9. Inference about 2 Populaton Means

Types of Questions Addressed

Comparative Analysis:
- Incomes: Are incomes in Ontario comparable to those in Quebec?
- Loneliness: Who is lonelier, Gen Z or older Canadians?
- Political Orientation: Does political orientation differ by gender in Canada?
Statistical Testing: 2-sample tests for differences between populations.
- Core question: Are two population means equal or not?
- Manual calculation: Only the t-statistic calculated by hand; all other calculations through Stata.
- Setup tests and interpret results meaningfully.

Assumption Check: Ensure the assumptions for the test are met.
Choose Significance Level (𝛼): Commonly set to 0.05.
State Hypotheses:
- Null Hypothesis (H0) vs. Alternative Hypothesis (H1).
Compute Test Statistic: Calculate the t-statistic using the formula:
[ t = \frac{\bar{x}1 - \bar{x}2}{s.e.} ]
Find the p-value: Determine the p-value associated with the test statistic.
Formal Conclusion: Compare p-value with α:
- If ( p < 𝛼 ): Reject the null hypothesis.
- If ( p \geq 𝛼 ): Do not reject the null hypothesis.
Interpret Results: Provide a plain English interpretation of the conclusion.

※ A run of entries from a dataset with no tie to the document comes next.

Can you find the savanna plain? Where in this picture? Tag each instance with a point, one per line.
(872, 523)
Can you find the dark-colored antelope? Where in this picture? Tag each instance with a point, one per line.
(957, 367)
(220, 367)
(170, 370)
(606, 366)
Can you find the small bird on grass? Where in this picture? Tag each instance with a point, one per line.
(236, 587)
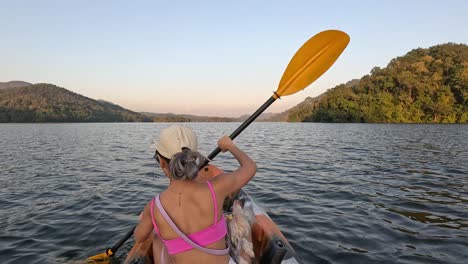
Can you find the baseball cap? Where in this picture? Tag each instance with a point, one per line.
(172, 139)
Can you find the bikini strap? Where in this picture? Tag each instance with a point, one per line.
(213, 197)
(218, 252)
(156, 229)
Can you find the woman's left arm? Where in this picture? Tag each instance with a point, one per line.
(145, 226)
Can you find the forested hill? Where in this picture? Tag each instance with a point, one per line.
(49, 103)
(424, 86)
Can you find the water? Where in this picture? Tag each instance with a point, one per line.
(341, 193)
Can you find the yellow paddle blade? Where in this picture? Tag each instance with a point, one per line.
(312, 60)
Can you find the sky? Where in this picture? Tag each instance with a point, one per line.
(216, 58)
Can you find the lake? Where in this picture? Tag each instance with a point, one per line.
(341, 193)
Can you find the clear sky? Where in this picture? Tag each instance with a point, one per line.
(219, 58)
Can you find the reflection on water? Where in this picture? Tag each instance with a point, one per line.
(341, 193)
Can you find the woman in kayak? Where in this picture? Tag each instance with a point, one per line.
(187, 217)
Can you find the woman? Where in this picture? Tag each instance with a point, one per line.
(198, 230)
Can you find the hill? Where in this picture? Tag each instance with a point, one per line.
(49, 103)
(424, 86)
(13, 84)
(170, 117)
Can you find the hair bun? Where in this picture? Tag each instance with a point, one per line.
(185, 165)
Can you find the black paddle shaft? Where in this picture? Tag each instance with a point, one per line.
(242, 127)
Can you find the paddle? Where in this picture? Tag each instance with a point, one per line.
(313, 59)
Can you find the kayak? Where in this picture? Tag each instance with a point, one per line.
(249, 226)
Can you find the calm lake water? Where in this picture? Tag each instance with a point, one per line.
(341, 193)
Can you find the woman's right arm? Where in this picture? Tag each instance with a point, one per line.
(230, 182)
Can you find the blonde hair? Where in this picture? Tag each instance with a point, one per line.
(186, 164)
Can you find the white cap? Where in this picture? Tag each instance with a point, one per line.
(172, 139)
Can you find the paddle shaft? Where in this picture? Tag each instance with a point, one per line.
(242, 127)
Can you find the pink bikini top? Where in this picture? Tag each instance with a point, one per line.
(196, 240)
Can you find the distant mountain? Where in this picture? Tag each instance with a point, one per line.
(13, 84)
(49, 103)
(170, 117)
(424, 86)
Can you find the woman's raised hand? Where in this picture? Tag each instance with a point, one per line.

Samples: Both samples must be Simple Random Samples (SRS) and sampled independently.
- Not suitable for matched pairs (e.g., husband-wife).
Variable Type: The compared variable must be continuous, and the grouping variable should be dichotomous (categorical).

Null Hypothesis (H0): ( 𝝁1 = 𝝁2 ) or ( 𝝁1 - 𝝁2 = 0 ) (the two population means are equal).
Alternative Hypothesis (H1): ( 𝝁1 ≠ 𝝁2 ) (the means are not equal).

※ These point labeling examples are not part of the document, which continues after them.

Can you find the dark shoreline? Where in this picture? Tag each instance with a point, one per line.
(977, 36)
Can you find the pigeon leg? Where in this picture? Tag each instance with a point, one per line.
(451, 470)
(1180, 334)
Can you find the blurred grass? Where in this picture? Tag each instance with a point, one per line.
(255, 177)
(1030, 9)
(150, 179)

Formula: [ t = \frac{\bar{x}1 - \bar{x}2}{s.e.} ]
Distribution: The test follows the t-distribution. In large samples, critical t ≈ ±1.999.
Decision Rule: If calculated t > |1.999|, p-value < 𝛼 → reject null hypothesis.

If ( p < 𝛼 ): Reject H0.
- Interpretation: The two populations do differ significantly.
If ( p \geq 𝛼 ): Do not reject H0.
- Interpretation: There is no significant difference between the groups.

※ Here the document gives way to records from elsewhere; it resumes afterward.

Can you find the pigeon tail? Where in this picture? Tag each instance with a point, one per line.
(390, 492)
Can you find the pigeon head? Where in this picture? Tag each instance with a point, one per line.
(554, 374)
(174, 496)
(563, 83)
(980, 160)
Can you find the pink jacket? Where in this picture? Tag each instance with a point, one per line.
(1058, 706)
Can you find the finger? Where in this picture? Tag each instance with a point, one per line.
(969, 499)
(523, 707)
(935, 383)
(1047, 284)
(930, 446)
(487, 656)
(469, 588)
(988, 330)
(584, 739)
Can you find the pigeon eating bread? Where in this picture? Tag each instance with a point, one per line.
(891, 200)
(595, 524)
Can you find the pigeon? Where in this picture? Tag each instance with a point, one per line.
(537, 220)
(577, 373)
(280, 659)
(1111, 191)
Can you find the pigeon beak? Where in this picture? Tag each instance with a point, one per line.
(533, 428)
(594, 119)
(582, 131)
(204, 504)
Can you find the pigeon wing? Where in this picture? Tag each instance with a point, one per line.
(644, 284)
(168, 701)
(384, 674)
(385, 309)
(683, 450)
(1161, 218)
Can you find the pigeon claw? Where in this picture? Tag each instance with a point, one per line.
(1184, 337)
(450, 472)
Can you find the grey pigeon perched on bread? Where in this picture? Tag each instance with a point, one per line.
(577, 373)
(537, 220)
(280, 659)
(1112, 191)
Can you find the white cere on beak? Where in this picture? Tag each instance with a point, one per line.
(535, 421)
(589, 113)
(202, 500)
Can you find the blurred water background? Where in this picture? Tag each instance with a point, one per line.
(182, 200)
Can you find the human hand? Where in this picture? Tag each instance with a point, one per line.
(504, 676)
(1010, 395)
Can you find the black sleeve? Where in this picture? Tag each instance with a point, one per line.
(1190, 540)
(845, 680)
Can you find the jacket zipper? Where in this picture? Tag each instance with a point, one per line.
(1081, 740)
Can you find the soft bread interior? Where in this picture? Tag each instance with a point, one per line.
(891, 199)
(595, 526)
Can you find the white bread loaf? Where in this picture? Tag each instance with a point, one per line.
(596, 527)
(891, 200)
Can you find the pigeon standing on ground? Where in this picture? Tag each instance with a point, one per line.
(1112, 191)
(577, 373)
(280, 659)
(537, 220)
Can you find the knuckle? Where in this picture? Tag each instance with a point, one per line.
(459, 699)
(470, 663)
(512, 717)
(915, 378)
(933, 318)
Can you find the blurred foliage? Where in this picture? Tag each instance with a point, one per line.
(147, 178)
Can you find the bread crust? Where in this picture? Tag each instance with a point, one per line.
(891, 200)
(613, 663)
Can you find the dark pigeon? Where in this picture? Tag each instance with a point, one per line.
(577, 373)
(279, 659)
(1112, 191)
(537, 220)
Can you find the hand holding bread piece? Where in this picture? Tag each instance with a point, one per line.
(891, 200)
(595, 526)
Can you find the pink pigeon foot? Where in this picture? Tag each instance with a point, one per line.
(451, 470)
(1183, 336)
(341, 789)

Degrees of Freedom: Calculated using Satterthwaite's formula (complex, often requires software).
In practice, run tests in Stata due to sample size considerations:
- Use normal cutpoints for large samples:
  - |1.64| for 90% CI (𝛼 = 0.1)
  - |1.96| for 95% CI (𝛼 = 0.05)
  - |2.58| for 99% CI (𝛼 = 0.01)
Do not pool variances; use the 'unequal' option in Stata for valid results.

Rejecting the Null: Indicates groups are significantly different, not likely due to chance.
Failing to Reject the Null: No significant difference observed; differences are expected under H0.

The confidence interval (CI) level represents the probability that the interval contains the population parameter.
𝛼 (alpha) represents the probability that the interval does not contain the parameter: ( 𝛼 = 1 - (\text{CI level}) ).
These values are complementary.

For hypothesis tests, under the null, assume the samples come from populations with the same mean (H0 states 𝝁1 = 𝝁2).
The test assesses whether the observed mean differences are unusual compared to this assumption.

Matched pairs refer to observations that are naturally paired (e.g., pre-test and post-test).
The approach here involves calculating differences for each pair and applying a one-sample t-test on these differences:
- Null Hypothesis: 𝝍 = 0 (the mean difference is zero).

To perform a 2-sample t-test:
ttest variable, by(group_var) unequal
Where "variable" is continuous and "group_var" identifies group categories (e.g., gender).
You can also calculate using summary statistics:
ttesti n1 ̅𝑥1 s1 n2 ̅𝑥2 s2
Both commands will automatically display descriptive statistics and confidence intervals for the differences.